Christmas season is always a time of contrasts. The Holy versus the commercial. The pious versus the semi- and non-believers. Bach and Handel’s magnificent liturgical music versus Rudolph the Red-nosed Reindeer. My own Holiday is Chanukah, which fell so early this year that it is already come and gone. I may well be blinded by my awareness of the contradictions about Christmas that I fail to see the similarity with Chanukah. The musical analogy is missing and the commercial aspect is perhaps more muted, although the serious observers offer gifts on every one of the eight days. But the gap between the believers and their opposites is to be found in both bodies of celebrants.
Gift giving is an ancient ritual used to signal reciprocity among members of one’s extended family and community. The French anthropologist, Marcel Mauss, developed an important theory on the importance of “the gift” in his book of the same name. The following few paragraphs are heavily edited extracts from the Mauss entry is Wikipedia.
Mauss argued that gifts in earlier cultures are never “free.” They give rise to reciprocal exchange. Mauss’s work began with his question,”What power resides in the object given that causes its recipient to pay it back?” His answer is that a gift is a social mechanism, imbued with “spiritual mechanisms”, engaging the honor of both giver and receiver. Such transactions transcend the divisions between the spiritual and the material in a way that according to Mauss is almost “magical .” The giver does not merely give an object but also part of himself, for the object is indissolubly tied to the giver: “the objects are never completely separated from the men who exchange them.” The act of giving creates a social bond with an obligation to reciprocate on the part of the recipient. Mauss distinguished between three obligations: giving – the necessary initial step for the creation and maintenance of social relationships; receiving, for to refuse to receive is to reject the social bond; and reciprocating in order to demonstrate one’s own liberality, honor and wealth.

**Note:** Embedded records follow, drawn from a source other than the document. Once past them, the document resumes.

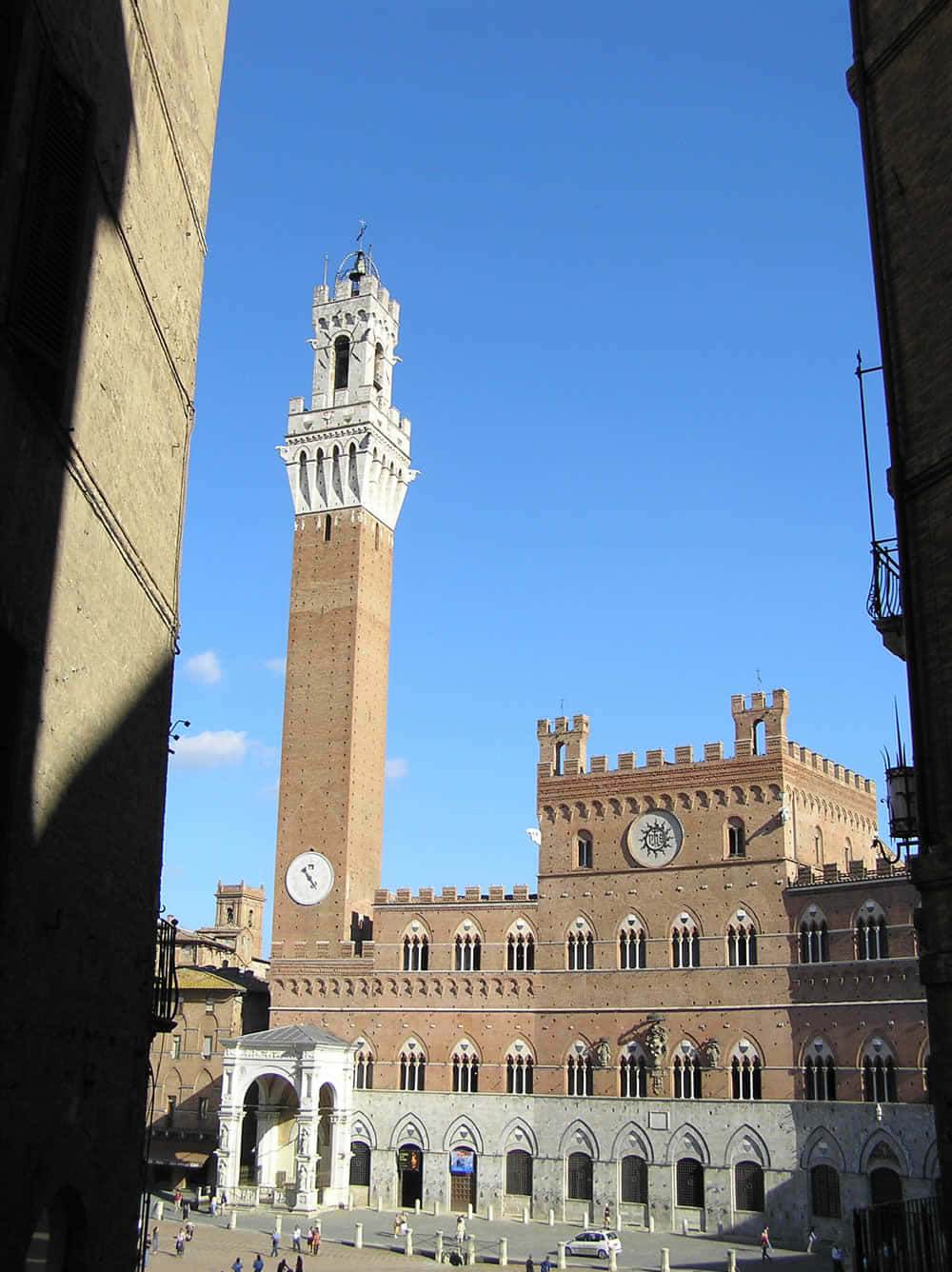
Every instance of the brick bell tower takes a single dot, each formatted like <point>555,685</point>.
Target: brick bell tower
<point>348,467</point>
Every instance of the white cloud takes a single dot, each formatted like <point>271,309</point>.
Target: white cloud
<point>204,668</point>
<point>209,749</point>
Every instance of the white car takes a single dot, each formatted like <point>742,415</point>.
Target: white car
<point>596,1242</point>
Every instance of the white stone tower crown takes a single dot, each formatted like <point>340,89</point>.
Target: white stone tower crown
<point>351,449</point>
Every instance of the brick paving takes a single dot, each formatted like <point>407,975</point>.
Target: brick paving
<point>216,1245</point>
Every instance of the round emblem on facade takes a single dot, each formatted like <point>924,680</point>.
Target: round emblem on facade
<point>309,878</point>
<point>655,839</point>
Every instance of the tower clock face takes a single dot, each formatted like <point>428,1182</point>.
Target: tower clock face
<point>309,878</point>
<point>655,839</point>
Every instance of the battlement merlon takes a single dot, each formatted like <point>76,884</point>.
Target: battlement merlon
<point>368,287</point>
<point>462,897</point>
<point>573,739</point>
<point>562,749</point>
<point>746,719</point>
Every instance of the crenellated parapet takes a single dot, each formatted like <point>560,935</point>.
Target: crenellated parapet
<point>562,748</point>
<point>351,447</point>
<point>469,896</point>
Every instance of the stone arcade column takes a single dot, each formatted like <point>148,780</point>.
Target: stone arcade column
<point>228,1153</point>
<point>338,1189</point>
<point>307,1161</point>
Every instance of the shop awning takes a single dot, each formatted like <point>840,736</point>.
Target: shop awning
<point>164,1155</point>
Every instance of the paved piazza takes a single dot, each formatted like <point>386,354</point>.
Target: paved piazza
<point>215,1245</point>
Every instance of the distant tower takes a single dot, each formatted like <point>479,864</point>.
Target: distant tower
<point>348,467</point>
<point>238,919</point>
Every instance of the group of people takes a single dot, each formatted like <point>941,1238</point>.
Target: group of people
<point>313,1244</point>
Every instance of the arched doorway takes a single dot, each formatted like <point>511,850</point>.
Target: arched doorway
<point>268,1121</point>
<point>884,1185</point>
<point>326,1108</point>
<point>463,1182</point>
<point>248,1157</point>
<point>409,1174</point>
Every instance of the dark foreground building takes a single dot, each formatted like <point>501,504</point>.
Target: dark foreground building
<point>107,120</point>
<point>902,83</point>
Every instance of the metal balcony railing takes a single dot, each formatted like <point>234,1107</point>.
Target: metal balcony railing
<point>883,601</point>
<point>166,990</point>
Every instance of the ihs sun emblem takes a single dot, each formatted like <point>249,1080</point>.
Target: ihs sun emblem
<point>657,839</point>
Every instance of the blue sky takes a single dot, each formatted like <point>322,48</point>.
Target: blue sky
<point>632,257</point>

The identity of the giver is invariably bound up with the object given and causes the gift to have a power which compels the recipient to reciprocate. It is never separated from the giver’s being (inalienable) in the way a bought object becomes the property of the recipient (alienable). Because gifts are inalienable, they must be returned; the act of giving creates a gift-debt that has to be repaid. Gift exchange leads to a mutual interdependence continuing over time between giver and receiver. According to Mauss, a “free” gift that is not returned is a contradiction because it cannot create social ties. Mauss’s argues that solidarity is achieved through the social bonds created by gift exchange.
The most evident of Christmas rituals in the US is the purchasing and giving of gifts. Mobs of buyers jamming the malls on Black Friday is usually the leading feature of that evening’s news. The profits of many retailers and their suppliers depends on sales during the holiday season, which has been extended backwards from Christmas day to Thanksgiving time and shows signs of starting even earlier.
The impoverished rituals of giving compared to Mauss’s stories of earlier times are another sign of the diminished interpersonal ties and lack of solidarity marking our culture today. Mauss and his followers used the word “inalienable” to distinguish the kinds of interchange of goods that retained the spirit of the giver. Contrast this with the way the word is most present in our historical context: The inalienable right to life, liberty, and happiness. But it is not so widely known that “happiness” was substituted for “property” in the verbal voyage from John Locke’s earlier declarations of the rights of man, and the Virginia Declaration that preceded the Nation’s by only a few weeks. But the sense of the word is just the opposite of Mauss’s usage. Property is delineated by ownership only, without regard to its source.
Fast forward to today and it becomes clear why it is so hard to find the spirit of Christmas in any place other than the mug of eggnog that has become the traditional quaff. I googled “Spirit of Christmas” and got little but tales of popular music and commercial endeavors. When I added “true” I got a collection that began to depart from the commercial character of the results of the first search, but not far. The ones that seem most relevant to me have to do with generosity, not of the value of the presents, but of the richness of “one’s loving presence.”
In this sense, one gives of him or herself, with no expectation of return. It might seem that this form of giving is not quite the same as Mauss’s notion of reciprocity, but I believe that it carries the same significance. If I truly give someone a piece of me, I have created a tie that that will last forever. It is almost impossible to return that piece back to me without leaving a bit of it in place. And unless we become separated, and, even under those circumstances, I will get a piece from the recipient in return some time. Thus, as Mauss has told us, strong ties are created, building solidarity among us. This process is the true Christmas spirit, but cannot be found in the diminished exchange of the commodities we now call gifts. Although we return to Dickens’s Tiny Tim at this season, we tend to watch it amidst a flurry of advertisements. Can we, in this era of commercialization and alienation, learn from Scrooge’s transformation that the spirit lurks everywhere, waiting to be freed by the simplest of acts–the giving of gifts.